[ndnSIM] Simulation terminated with signal SIGSEGV - possible bug

John Baugh jpbaugh at umich.edu
Sat May 19 02:37:47 PDT 2018


Thiago,

I keep coming back to this when I get free time, and it's still a bit
perplexing.  Is the ndn-debug-scenario.cc that you have at
https://gist.github.com/thiteixeira/8c4fd1deb884b548d1f071ebb1bee043#file-valgrind-leak-check-full-txt
up to date?

The Valgrind points to line 195 as being the culprit, but that's just
setting a prefix ( producerHelper.SetPrefix(ndnPrefix);)
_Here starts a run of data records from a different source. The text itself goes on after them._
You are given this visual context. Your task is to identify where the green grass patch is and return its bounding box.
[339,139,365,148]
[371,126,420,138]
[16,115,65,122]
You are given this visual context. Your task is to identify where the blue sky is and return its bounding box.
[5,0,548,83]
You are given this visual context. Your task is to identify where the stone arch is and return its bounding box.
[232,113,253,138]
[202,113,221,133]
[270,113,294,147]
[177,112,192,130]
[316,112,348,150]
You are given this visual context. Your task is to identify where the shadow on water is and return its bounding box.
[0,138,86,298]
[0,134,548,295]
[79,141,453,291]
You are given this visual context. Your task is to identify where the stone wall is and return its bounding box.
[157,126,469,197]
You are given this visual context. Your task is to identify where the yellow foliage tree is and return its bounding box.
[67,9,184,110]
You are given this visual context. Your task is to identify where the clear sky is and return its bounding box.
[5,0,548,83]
Some things we can at least look into:


   1. What version of the C standard library is installed on your system?
       (ldd --version)

   2. When you said "ndnSIM 2.4 didn't work for us", did you mean you
   couldn't install ndnSIM 2.4, or you did install it and it still doesn't
   work?

   3. Deep in the belly of ns-3 (
   https://www.nsnam.org/doxygen/simple-ref-count_8h_source.html#l00105) -
   it appears there is an m_count variable, but it's an unsigned 32 bit
   integer... not 64 bit.  So I'm wondering if the number of references it's
   tracking exceeds 4,294,967,295.

   4. Alternatively, the problem most clearly (unclearly?) says it's "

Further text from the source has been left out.